Le temps que Fred sorte, Ribot a poussé le rapport préliminaire de l’accident sur le côté et a posé la main sur le vieux dossier de la disparition de Mélanie Demaine. Il souffle comme après avoir reçu une mauvaise nouvelle puis lève les yeux vers Jérôme qui se dit simplement ça passe ou ça casse.
C’est bien son fils alors…
Jérôme explique sa découverte dans l’acte de naissance et se relâche un peu, il trouve le ton de Ribot soudain moins solennel, moins hiérarchique. Peut-être que lui aussi s’est détendu ? Jérôme se dit qu’il a beaucoup de mal à lire dans les traits de son supérieur. Ce n’est pas la première fois qu’il se fait cette réflexion mais jamais encore cela ne l’avait stressé, il n’y avait pas d’enjeu. Cette fois c’est autre chose. Cette fois il a fouillé dans son dos pour se prouver qu’il pouvait être un bon enquêteur, pour se prouver qu’il avait de l’initiative et ça risque de ne pas plaire, il le sait.

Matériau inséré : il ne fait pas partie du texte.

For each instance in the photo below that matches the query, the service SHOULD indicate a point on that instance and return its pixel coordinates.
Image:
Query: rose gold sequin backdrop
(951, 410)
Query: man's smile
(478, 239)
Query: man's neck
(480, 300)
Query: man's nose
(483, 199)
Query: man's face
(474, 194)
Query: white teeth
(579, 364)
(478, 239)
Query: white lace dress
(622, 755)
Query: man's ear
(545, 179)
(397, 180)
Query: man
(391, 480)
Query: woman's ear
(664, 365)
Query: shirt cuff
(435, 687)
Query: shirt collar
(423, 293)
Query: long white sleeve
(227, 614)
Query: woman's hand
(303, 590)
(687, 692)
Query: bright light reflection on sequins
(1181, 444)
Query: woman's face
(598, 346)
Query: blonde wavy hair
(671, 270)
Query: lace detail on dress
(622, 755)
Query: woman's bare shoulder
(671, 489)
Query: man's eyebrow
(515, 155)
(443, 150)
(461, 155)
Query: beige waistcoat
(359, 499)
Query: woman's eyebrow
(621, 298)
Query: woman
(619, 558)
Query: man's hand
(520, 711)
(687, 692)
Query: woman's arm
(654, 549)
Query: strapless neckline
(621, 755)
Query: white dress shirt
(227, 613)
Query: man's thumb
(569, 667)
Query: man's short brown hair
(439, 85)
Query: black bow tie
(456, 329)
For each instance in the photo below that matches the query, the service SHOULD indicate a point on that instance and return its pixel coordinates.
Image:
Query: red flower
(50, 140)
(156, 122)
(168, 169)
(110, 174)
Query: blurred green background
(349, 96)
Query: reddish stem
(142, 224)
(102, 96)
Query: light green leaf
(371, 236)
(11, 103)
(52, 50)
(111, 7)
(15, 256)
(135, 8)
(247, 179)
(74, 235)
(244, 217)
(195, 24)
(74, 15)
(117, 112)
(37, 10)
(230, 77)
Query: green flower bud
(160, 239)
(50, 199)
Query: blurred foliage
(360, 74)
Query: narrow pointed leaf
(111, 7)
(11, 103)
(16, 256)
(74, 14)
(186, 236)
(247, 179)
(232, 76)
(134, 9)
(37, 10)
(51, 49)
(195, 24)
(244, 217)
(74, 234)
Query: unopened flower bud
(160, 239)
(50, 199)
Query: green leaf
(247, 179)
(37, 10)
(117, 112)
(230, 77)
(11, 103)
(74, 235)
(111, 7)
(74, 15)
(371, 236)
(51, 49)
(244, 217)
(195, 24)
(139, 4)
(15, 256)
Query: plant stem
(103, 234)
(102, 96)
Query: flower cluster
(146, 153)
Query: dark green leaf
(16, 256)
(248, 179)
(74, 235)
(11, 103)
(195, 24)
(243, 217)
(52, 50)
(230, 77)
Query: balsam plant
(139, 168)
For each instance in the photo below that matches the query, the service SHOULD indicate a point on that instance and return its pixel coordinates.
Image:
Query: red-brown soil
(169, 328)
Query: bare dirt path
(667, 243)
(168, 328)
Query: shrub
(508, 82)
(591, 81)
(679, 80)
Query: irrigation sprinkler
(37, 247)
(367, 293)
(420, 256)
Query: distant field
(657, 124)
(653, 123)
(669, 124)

Mais il est hors de question de rester bloqué dans cette brigade territoriale encore des années. Il a tout fait pour devenir OPJ, il a passé le concours tout en continuant à tenir son poste sur Versailles. Il s’est démené et il l’a eu. Avant son erreur et sa placardisation, il visait la brigade judiciaire… c’était son objectif et ça le reste. Il doit faire ses preuves et cette affaire est une chance pour lui, il en est certain.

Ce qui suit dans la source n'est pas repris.